Just as individuals are starting to develop the stomach for investing again, professional investors say stock-picking has become a challenging endeavor.
The best deals evaporated so quickly in the rally that followed the early March stock market sell-off that even the professionals missed out on many of them.
Some of the most renowned fund managers were asked to tell an audience of investors and financial advisers at a recent Morningstar Inc. convention about mistakes they made amid the 56 percent plunge in the market. One of the most glaring: They didn't buy enough or fast enough.
Like the average investor, fund managers struggled to make sense of what was occurring, and emotions got in the way.
Wally Weitz, manager of Weitz Value fund, said that as he awoke each day during the market plunge, he wondered what former financial Goliath might disappear. Stock prices were attractive, he said, and "it would have been fun if it hadn't been so terrifying."
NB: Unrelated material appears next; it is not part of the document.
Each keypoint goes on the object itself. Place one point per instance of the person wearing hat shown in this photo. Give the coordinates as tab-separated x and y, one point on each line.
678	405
Christopher Davis, manager of the Clipper and Selected American funds, said his grandfather used to say, "You make most of your money in a bear market; you just don't realize it at the time."
For investors who put money to work around the March 9 lows, that is likely to turn out true. As an example, Davis says he was able to pick up the market's top-quality stocks, such as Johnson & Johnson, at prices not seen in a lifetime of investing. "These are the sorts of things you can buy and put away."
Now that the stock market has climbed roughly 40 percent since early March, the low-hanging fruit has been picked. Investing does not seem as scary, but it requires deeper analysis and provides less clarity on value.
You could see the lack of conviction at the Morningstar conference as mutual fund managers described what they are buying now and why.
During most years, financial advisers use the conference to pick up on common themes and sectors embraced by the fund managers who speak. After the worst of the 2000-02 bear market, for example, numerous managers were singing the praises of technology companies beaten to cheap prices after declines of 70 percent or more.
But this year, an investor would have been hard-pressed to find a common view among the pros other than the beliefs that the worst of the financial crisis has likely passed and that the economy will show lackluster growth for several years.
The view is what Pimco bond fund manager Bill Gross calls the "new normal," or a period of perhaps a decade when the economy will not be able to grow vigorously because consumers are out of jobs and have debt. As they save more and spend less, companies worldwide will have trouble growing profits. Gross said he thought the stock market's returns might be about 6 percent annually for an extended period.
Fairholme fund manager Bruce Berkowitz said he had never seen bonds so cheap. He likes earning double-digit yields while having some protection in the case of bankruptcy. Stocks generally are worthless if a company goes bankrupt.
Berkowitz is buying stocks, too.
For example, he has made a major investment in Pfizer Inc. because he is especially focusing in this tough economic environment on companies with sizable cash positions or free cash flow.
But in a sign of the times, and a lack of agreement among professionals, Berkowitz's peers at the conference saw Pfizer as a controversial stock pick. Health care is one of the few sectors that did not soar in the rally, creating possible opportunities for investors attentive to stock prices.